At Suarez Gaitan – The Health & Business Law Group, we regularly counsel importers and exporters of FDA-regulated products, including:
- Import requirements and procedures
- Preparation and filing of Prior Notice for food, beverage and dietary supplement imports
- Responding to a Notice of FDA Action when the FDA takes action against an entry line (i.e. “sample collected” or “intended for sampling”, “detained”, or “refused”
- Preparing reconditioning proposals for detained imported product(s) that can be brought into compliance
- Drafting petitions to reduce liquidated damages and penalties assessed by CBP for failure to redeliver or export goods
- Petitioning the FDA for removal from Import Alert
- Requesting export certificates from the FDA
RESPONDING TO NOTICE OF FDA ACTION
When a food, drug, medical device or cosmetic product is offered for import to the U.S. the FDA district office is notified of the entry by CBP via the Operational and Administrative System for Import Support (OASIS) – the FDA’s electronic entry system. Upon reviewing the entry documents the FDA will determine whether a physical examination of the imported goods is needed, in which case it will issue a “Notice of FDA Action” indicating which items are pending FDA review.

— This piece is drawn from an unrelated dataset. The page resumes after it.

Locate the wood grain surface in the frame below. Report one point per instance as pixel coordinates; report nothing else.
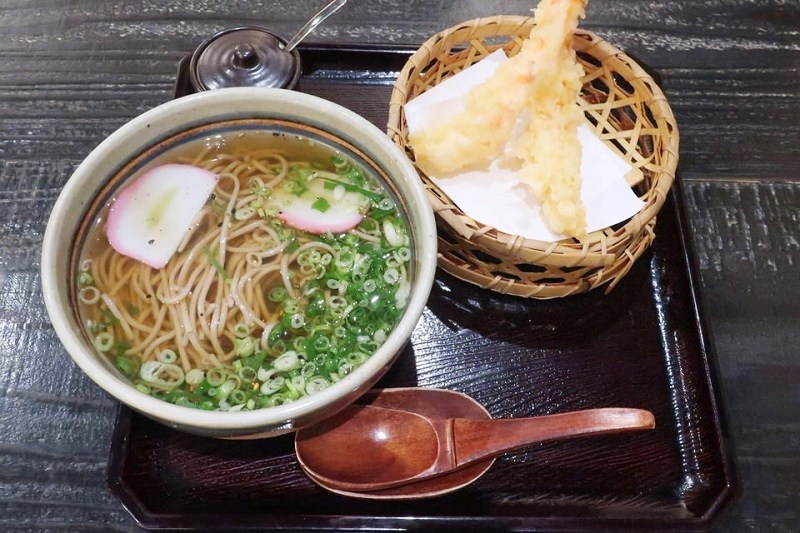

Importers that receive a Notice of FDA Action frequently seek the advise of experienced professionals like our FDA import and export attorneys. Our attorneys are accustomed to and adept at working within FDA’s strict response times for responding to the Notice of FDA Action. Whether a product is held for sampling or detained, our FDA import and export attorneys bring the experienced perspective necessary to achieve the most desirable results. We regularly work with clients to identify the best options in each case, whether it be reconditioning the goods (FDA Form 766), private lab testing, requesting a refusal, or otherwise we skillfully work with the FDA compliance officer handling an entry to resolve the FDA’s concerns regarding the subject goods.

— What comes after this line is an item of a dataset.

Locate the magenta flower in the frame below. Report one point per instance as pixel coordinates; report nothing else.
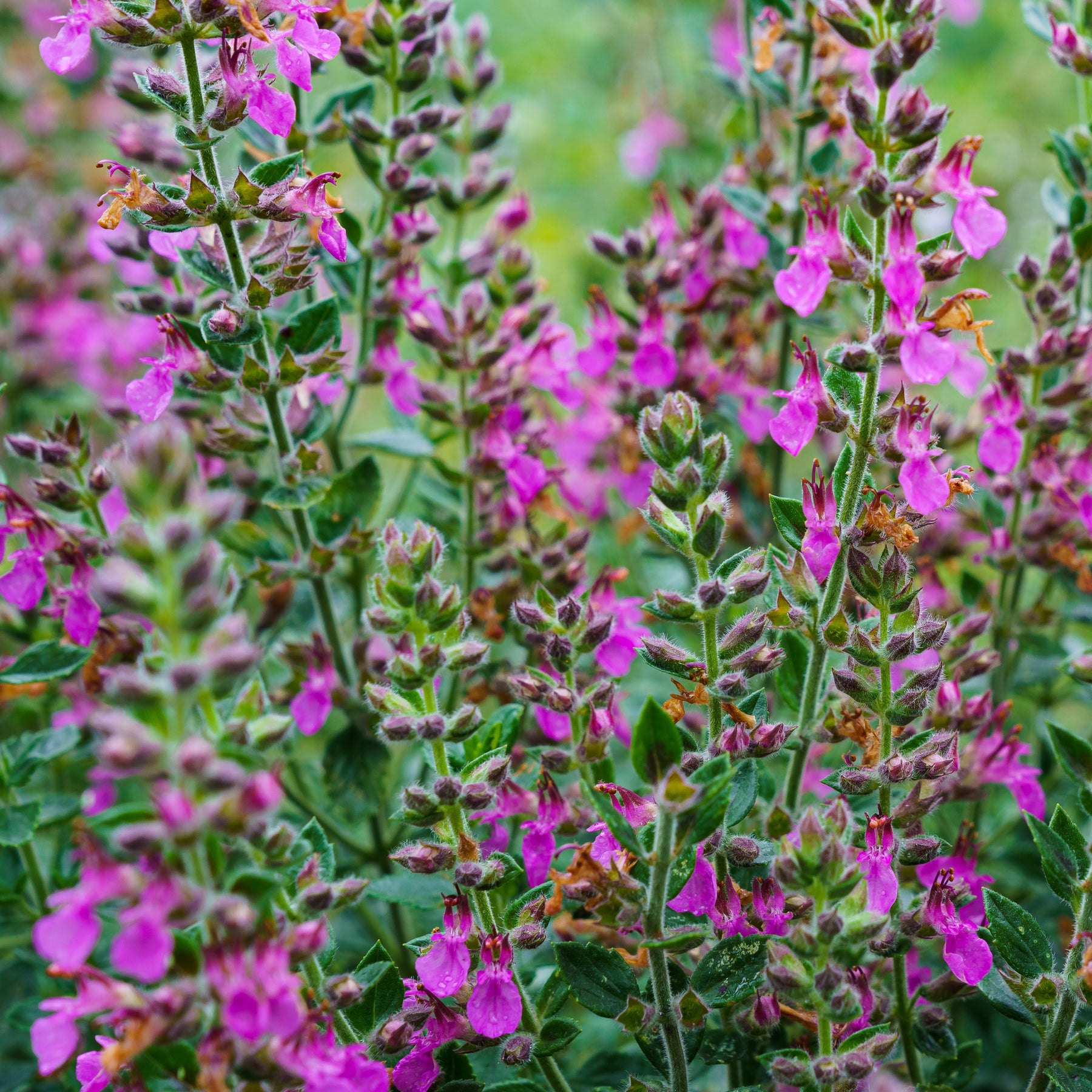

REMOVAL FROM FDA IMPORT ALERT
When an FDA District office determines that an imported product is adulterated or misbranded, they may make a recommendation for detention without physical examination to the FDA’s Division of Import Operations (DIOP). If DIOP determines that detention without physical examination ((DWPE, aka automatic detention) is appropriate, a country, firm or product will be placed on Import Alert, and will appear on the Import Alert’s “Red List.” Once on Import Alert, all future importations will be immediately detained by the FDA on the presumption that the goods are adulterated or misbranded.

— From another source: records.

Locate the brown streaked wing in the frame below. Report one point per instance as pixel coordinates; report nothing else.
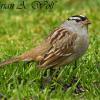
(62, 42)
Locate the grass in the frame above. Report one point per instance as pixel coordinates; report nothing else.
(21, 30)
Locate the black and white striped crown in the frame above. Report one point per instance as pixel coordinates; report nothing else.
(78, 18)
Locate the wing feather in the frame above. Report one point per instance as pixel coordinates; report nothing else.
(62, 42)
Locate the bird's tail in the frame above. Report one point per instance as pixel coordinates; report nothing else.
(9, 61)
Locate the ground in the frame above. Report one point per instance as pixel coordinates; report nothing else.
(23, 29)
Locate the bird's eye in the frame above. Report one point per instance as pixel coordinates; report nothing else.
(77, 20)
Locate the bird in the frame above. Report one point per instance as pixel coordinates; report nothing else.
(65, 44)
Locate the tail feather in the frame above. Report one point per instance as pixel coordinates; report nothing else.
(9, 61)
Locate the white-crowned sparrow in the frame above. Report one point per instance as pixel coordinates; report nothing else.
(65, 44)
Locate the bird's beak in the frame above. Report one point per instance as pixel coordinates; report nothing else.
(86, 22)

There are numerous Import Alerts, ranging in scope and impact, from some that affect entire countries or regions, to more specific ones affecting importer companies and products. The most active Import Alerts are:
- 99-19: Salmonella in food products
- 53-06: Illegal/undeclared colors in cosmetics
- 45-02: Illegal/undeclared colors in foods
- 16-81: Salmonella in seafood and other food products
- 66-41: Unapproved new drugs
- 89-08: Medical device lacking the appropriate FDA clearance
Whether a firm or product is placed on Import Alert as a result of an FDA site inspection or as a result of a non-compliant import entry, Suarez Gaitan – The Health & Business Law Group successfully counsels firms on the requirements for removal from Import Alert. We understand that removal from Import Alert can only be achieved through clear and convincing evidence that the conditions giving rise to the misbranding, adulteration, or other violation have been resolved so that future entries will be compliant. Thus, we work with clients to identify the root of the problem, and play an instrumental role in counseling them on procedural changes and improvements that are necessary to achieve continued compliance with the FDA rules and regulations.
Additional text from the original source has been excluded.